How Do You Know If You Have An STD?
STD Symptoms Quiz
There are many signs of STD, and the following an STD quiz will help you determine if you may have an STD.
Question 1: Have You Had Unprotected Sex with a New Partner?
If you’ve had any form of unprotected sex with a new partner, it’s possible that you have contracted an STD. Sex in this case can be defined as: oral, anal or vaginal sex. Women or men that answer yes to this question should have an STD screening performed.
Question 2: Have You Masturbated Another Person?
Masturbation can lead to an STD in rare cases. Bodily fluid from ejaculation can cause you to contract a disease. Sharing toys can also lead to an STD. While these are rare cases, it’s possible that you may have an STD.
Self-masturbation cannot lead to an STD.
Question 3: Did a Condom Break?
If a condom broke during sex, it’s possible that bodily fluid entered into the anus or vagina. If this is the case, it’s possible that an STD was spread in the process. if you’re uncertain of your partner’s STD status, go get an STD screening done.
Question 4: Do You Have Any of the Following Symptoms?
STDS or STIs (sexually transmitted infections) are very difficult to diagnose because symptoms may not be present. Even if the other person looks clean (there’s no warts, blisters, rashes, etc.), this doesn’t mean they don’t have an STD.
Symptoms often do not present themselves, and that makes an STD quiz based on symptoms alone less viable.
With that said, you may have an STD if you have the following symptoms:
Itching in the genital or anal area
Sores on the mouth, anus or genitals
Blisters on the mouth, anus or genitals
Burning during urination
Unusual vaginal or penial discharge
Unusual vaginal odors
Lower abdominal pain
Pain during intercourse
And if you have any of these symptoms, it may be an STD or STI, or it can be another medical condition. An STD screening is the only way to verify your STD status.

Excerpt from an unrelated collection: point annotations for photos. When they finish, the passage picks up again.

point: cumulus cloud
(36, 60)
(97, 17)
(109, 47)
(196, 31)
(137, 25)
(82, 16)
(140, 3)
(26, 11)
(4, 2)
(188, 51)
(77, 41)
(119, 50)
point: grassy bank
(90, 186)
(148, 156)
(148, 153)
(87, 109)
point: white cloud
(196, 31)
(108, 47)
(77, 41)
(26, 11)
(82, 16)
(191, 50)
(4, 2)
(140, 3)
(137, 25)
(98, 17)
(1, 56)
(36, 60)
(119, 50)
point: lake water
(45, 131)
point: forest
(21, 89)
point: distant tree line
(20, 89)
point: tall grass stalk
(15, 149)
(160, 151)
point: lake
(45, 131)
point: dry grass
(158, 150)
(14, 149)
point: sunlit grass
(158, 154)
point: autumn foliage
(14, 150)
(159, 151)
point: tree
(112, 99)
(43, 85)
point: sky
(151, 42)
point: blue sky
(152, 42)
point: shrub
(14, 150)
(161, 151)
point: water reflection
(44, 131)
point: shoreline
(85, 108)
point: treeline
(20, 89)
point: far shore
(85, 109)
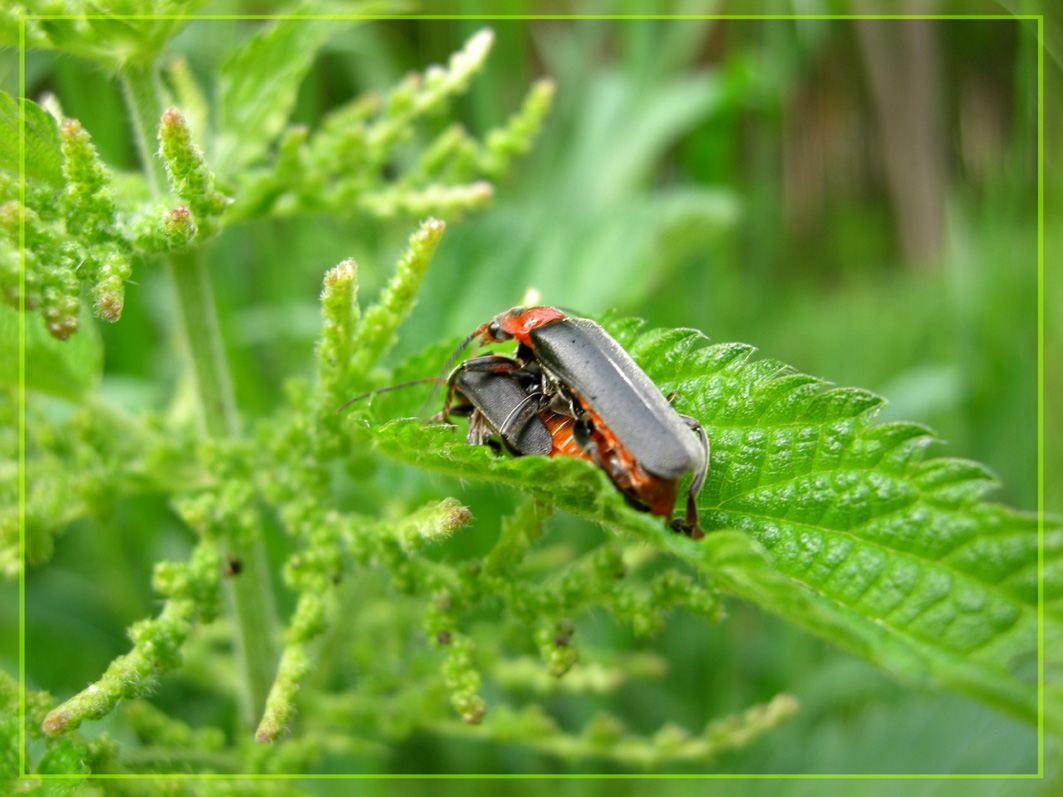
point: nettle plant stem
(251, 594)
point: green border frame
(1040, 18)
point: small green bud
(190, 177)
(176, 227)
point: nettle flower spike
(105, 259)
(190, 177)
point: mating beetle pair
(572, 390)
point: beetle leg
(695, 486)
(521, 414)
(489, 362)
(476, 434)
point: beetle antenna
(444, 372)
(387, 389)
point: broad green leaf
(44, 160)
(258, 84)
(68, 369)
(851, 532)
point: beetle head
(517, 322)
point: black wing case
(584, 357)
(498, 394)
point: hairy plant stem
(251, 596)
(142, 91)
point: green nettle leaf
(44, 160)
(68, 370)
(249, 117)
(849, 530)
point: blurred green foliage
(723, 175)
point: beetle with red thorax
(599, 405)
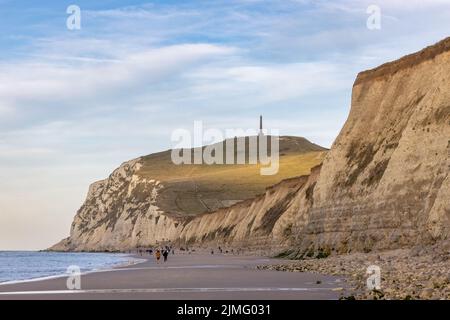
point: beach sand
(193, 276)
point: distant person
(158, 256)
(165, 255)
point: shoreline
(65, 275)
(185, 276)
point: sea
(26, 265)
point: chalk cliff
(384, 183)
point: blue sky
(75, 104)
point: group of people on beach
(158, 253)
(163, 252)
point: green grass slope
(194, 189)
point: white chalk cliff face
(384, 183)
(120, 213)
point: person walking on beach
(158, 255)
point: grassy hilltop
(198, 188)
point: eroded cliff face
(120, 213)
(384, 183)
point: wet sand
(186, 276)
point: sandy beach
(194, 276)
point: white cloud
(37, 83)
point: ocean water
(24, 265)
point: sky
(75, 104)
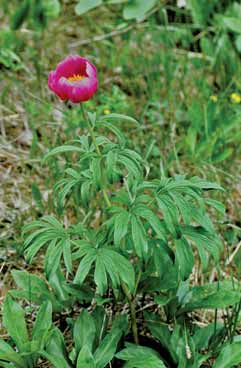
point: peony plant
(128, 257)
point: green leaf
(8, 354)
(84, 331)
(42, 323)
(51, 8)
(84, 6)
(85, 358)
(84, 267)
(57, 361)
(139, 236)
(118, 268)
(233, 24)
(229, 356)
(153, 220)
(121, 226)
(114, 130)
(62, 149)
(37, 195)
(203, 239)
(66, 245)
(100, 276)
(14, 322)
(140, 357)
(137, 9)
(184, 257)
(56, 349)
(21, 15)
(169, 211)
(97, 172)
(118, 117)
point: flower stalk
(92, 134)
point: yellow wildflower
(235, 98)
(214, 98)
(106, 111)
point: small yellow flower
(106, 111)
(235, 98)
(214, 98)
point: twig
(230, 258)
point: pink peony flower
(74, 79)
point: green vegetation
(120, 222)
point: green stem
(92, 134)
(131, 302)
(130, 299)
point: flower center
(76, 78)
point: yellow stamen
(235, 98)
(76, 78)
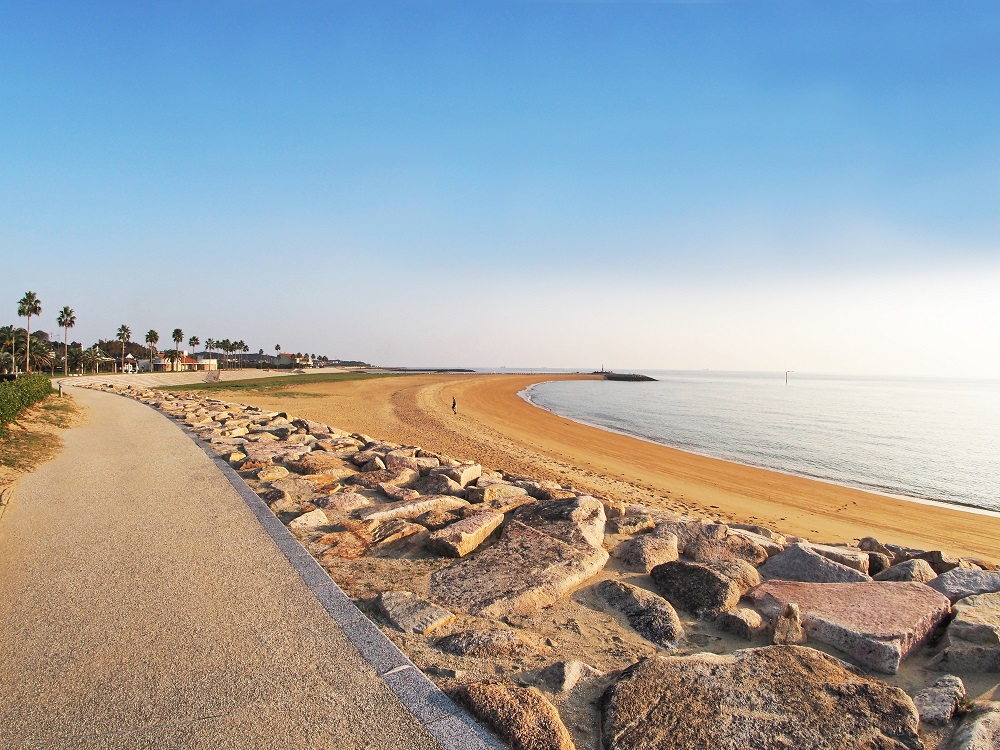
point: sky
(641, 185)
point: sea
(924, 439)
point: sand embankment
(499, 429)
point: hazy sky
(729, 185)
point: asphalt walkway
(143, 605)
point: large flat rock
(704, 589)
(525, 570)
(877, 624)
(959, 583)
(756, 699)
(578, 521)
(651, 616)
(800, 562)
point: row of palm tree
(29, 306)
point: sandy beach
(498, 428)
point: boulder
(850, 557)
(942, 563)
(787, 627)
(632, 523)
(910, 570)
(462, 474)
(344, 544)
(486, 644)
(437, 484)
(878, 563)
(394, 462)
(309, 521)
(527, 569)
(800, 562)
(576, 521)
(646, 551)
(768, 544)
(758, 530)
(342, 502)
(522, 716)
(878, 624)
(559, 678)
(406, 611)
(438, 519)
(742, 622)
(937, 704)
(369, 479)
(289, 491)
(704, 589)
(500, 504)
(959, 583)
(730, 547)
(461, 538)
(755, 699)
(978, 730)
(492, 492)
(394, 492)
(977, 619)
(649, 615)
(409, 508)
(321, 462)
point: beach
(497, 427)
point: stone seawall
(567, 620)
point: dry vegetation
(34, 438)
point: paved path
(142, 605)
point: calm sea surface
(929, 439)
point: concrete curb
(450, 725)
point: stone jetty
(565, 620)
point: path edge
(450, 725)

Question 5: Do You Have Unprotected Sex?
Unprotected sex is a big no-no. Even if you’re on the pill or sterile, you can still contract an STD. if you’ve had unprotected sex with a new partner or a partner that has intercourse with others, you’re at a heightened risk for an STD.
What to Do If You Might Have an STD
You’ve went through our STD quiz and you’ve answered yes to one or more of the questions listed, now it’s time to take action. Since symptoms may or may not occur, it’s important to have an STD screening performed.
Screenings are fast, easy and can be discreet.
An exam can be conducted in numerous ways, depending on the patient:
Physical exams can be done if symptoms are present, and this will lead to further exams in most cases.
Blood work is needed to test your blood for a variety of different diseases.
Discharge samples may be taken to narrow down the disease or infection.
Urine samples may be required.
Saliva or tissue samples may be needed and further examined.
Since there are dozens of STDs and STIs, it may take multiple screenings for a definite diagnosis. There are screenings that will test for a variety of the most common STDs, and this is recommended.
Doctors recommend getting screened every 90 days if you have multiple partners. There is also the chance of a sexual partner contracting a disease and passing it to you even if you believe you’re in a committed relationship.
Once the screening is completed, your doctor may conduct other tests to determine the severity of the disease. Treatments are available for most diseases that make them manageable or curable in some cases.
If you’ve tested positive for an STD, you should warn your partner and have him or her screened as well. Following treatment, you’ll be advised to undergo additional testing to ensure that you’ve responded to the treatment accordingly. Remember, even the best STD quiz should be followed up with a screening for a definite diagnosis.